The Commerce Department report that durable goods orders fell 1.7 percent last month -- rather than rising as the market expected -- appeared to rekindle some unease about the health of the economy.
The report comes a day after stocks generally extended their gains after two sessions of sharp advances. The market's recent ability to add to its climb has been greeted by bullish investors as a sign that its troubles are on the mend; Wall Street hadn't succumbed to a recent pattern of selling off after such a strong move upward. The Dow Jones industrial average has risen more than 425 points in the past three sessions.
But the durable goods numbers made it unclear whether the rally would hold.
Government figures are also due after the opening bell on new home sales.
Dow Jones industrial average futures fell 38, or 0.30 percent, to 12,477. Standard & Poor's 500 index futures fell 4.30, or 0.32 percent, to 1,347.10, while Nasdaq 100 index futures fell 4.80, or 0.26 percent, to 1,821.20.
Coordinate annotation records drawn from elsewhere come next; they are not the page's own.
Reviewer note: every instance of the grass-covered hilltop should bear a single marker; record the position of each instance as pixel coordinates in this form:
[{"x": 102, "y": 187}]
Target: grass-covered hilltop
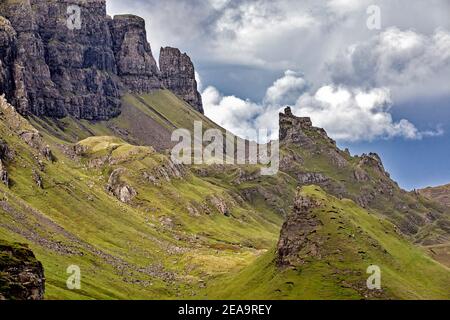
[{"x": 88, "y": 185}]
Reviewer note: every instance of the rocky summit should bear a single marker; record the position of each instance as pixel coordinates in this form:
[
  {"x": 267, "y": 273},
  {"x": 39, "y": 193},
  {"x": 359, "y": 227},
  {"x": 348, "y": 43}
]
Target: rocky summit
[
  {"x": 106, "y": 197},
  {"x": 50, "y": 68},
  {"x": 178, "y": 75}
]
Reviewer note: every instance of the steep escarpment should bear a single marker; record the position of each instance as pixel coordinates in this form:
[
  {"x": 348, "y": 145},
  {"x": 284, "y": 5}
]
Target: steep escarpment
[
  {"x": 311, "y": 157},
  {"x": 21, "y": 275},
  {"x": 178, "y": 75},
  {"x": 135, "y": 63},
  {"x": 439, "y": 194},
  {"x": 58, "y": 61}
]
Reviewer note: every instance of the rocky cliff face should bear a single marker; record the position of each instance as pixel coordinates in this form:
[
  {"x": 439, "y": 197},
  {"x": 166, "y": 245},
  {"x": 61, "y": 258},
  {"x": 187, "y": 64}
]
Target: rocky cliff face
[
  {"x": 295, "y": 242},
  {"x": 50, "y": 67},
  {"x": 135, "y": 63},
  {"x": 21, "y": 275},
  {"x": 300, "y": 131},
  {"x": 178, "y": 75},
  {"x": 7, "y": 55}
]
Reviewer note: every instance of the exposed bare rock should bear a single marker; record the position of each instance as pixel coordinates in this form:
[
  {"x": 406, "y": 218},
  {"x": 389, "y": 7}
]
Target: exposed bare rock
[
  {"x": 299, "y": 131},
  {"x": 295, "y": 243},
  {"x": 360, "y": 174},
  {"x": 4, "y": 178},
  {"x": 21, "y": 275},
  {"x": 373, "y": 160},
  {"x": 178, "y": 75},
  {"x": 312, "y": 178},
  {"x": 48, "y": 68},
  {"x": 8, "y": 51},
  {"x": 59, "y": 71},
  {"x": 135, "y": 63},
  {"x": 118, "y": 188}
]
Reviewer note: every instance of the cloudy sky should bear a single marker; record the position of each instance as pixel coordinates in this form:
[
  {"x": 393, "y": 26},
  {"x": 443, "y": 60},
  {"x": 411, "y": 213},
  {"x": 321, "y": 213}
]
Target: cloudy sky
[{"x": 374, "y": 84}]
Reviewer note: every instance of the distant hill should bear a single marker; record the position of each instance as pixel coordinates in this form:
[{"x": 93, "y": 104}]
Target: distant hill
[{"x": 439, "y": 194}]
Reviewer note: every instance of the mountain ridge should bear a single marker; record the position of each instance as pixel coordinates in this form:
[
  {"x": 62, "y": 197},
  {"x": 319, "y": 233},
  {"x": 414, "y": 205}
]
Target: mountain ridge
[{"x": 51, "y": 68}]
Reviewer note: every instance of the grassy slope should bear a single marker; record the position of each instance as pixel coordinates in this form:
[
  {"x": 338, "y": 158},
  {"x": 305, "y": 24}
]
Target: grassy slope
[
  {"x": 405, "y": 268},
  {"x": 124, "y": 251},
  {"x": 153, "y": 248}
]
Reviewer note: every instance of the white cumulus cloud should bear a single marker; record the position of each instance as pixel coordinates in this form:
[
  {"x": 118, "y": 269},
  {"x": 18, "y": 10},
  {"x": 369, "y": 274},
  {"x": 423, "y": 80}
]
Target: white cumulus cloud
[{"x": 347, "y": 113}]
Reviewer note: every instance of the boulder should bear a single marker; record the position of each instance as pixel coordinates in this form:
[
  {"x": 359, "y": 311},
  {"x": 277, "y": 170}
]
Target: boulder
[{"x": 21, "y": 275}]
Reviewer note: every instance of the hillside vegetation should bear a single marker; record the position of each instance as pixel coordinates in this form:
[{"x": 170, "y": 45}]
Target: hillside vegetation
[{"x": 106, "y": 197}]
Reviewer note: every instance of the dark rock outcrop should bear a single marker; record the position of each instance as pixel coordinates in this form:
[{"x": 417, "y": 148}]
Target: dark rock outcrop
[
  {"x": 178, "y": 75},
  {"x": 49, "y": 68},
  {"x": 295, "y": 244},
  {"x": 7, "y": 56},
  {"x": 21, "y": 275},
  {"x": 135, "y": 63},
  {"x": 4, "y": 178},
  {"x": 62, "y": 71},
  {"x": 299, "y": 130}
]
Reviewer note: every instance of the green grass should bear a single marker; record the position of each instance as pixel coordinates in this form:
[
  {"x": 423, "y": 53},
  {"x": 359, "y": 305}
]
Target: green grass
[
  {"x": 407, "y": 271},
  {"x": 157, "y": 247}
]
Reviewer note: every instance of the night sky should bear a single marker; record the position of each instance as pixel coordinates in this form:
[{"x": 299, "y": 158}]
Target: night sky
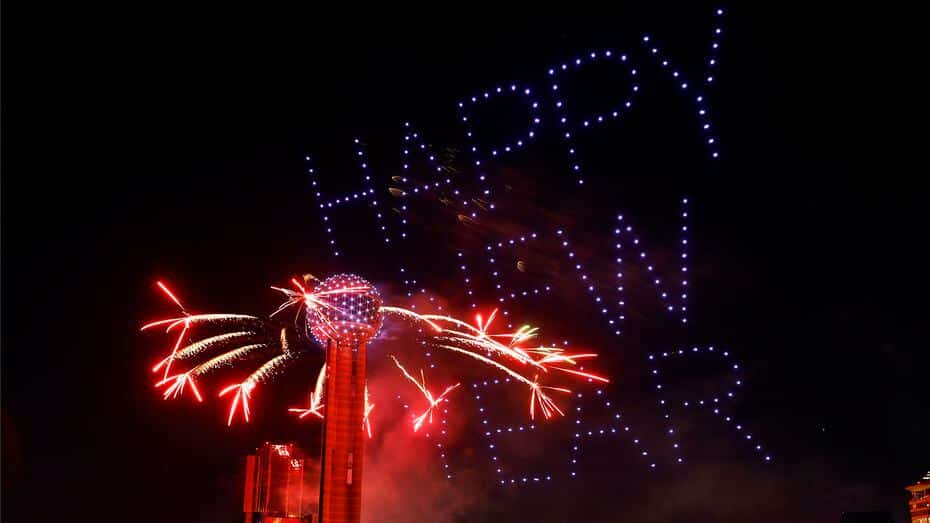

Bond prices rose. The yield on the benchmark 10-year Treasury note, which moves opposite its price, fell to 3.50 percent from 3.51 percent late Tuesday. The dollar was mixed against other major currencies, while gold prices rose.
Light, sweet crude rose $1.01 to $102.23 in premarket electronic trading on the New York Mercantile Exchange.
Corporate news appeared to weigh on some investors. Private equity firms leading a $19.5 billion buyout of Clear Channel Communications Inc. were having difficulty reaching terms with the banks committed to financing the deal and the plan was close to collapse, according to a report by The Wall Street Journal.
In other corporate news, Motorola Inc. said it plans to split its troubled handset business from other operations, creating two separate, publicly traded companies.
Electronic parts manufacturer Jabil Circuit Inc. posted a fiscal second-quarter loss and warned its third-quarter results will fall short of Wall Street's expectations.
Overseas, Japan's Nikkei stock average fell 0.30 percent. In morning trading, Britain's FTSE 100 fell 0.48 percent, Germany's DAX index fell 0.41 percent, and France's CAC-40 was off 0.62 percent.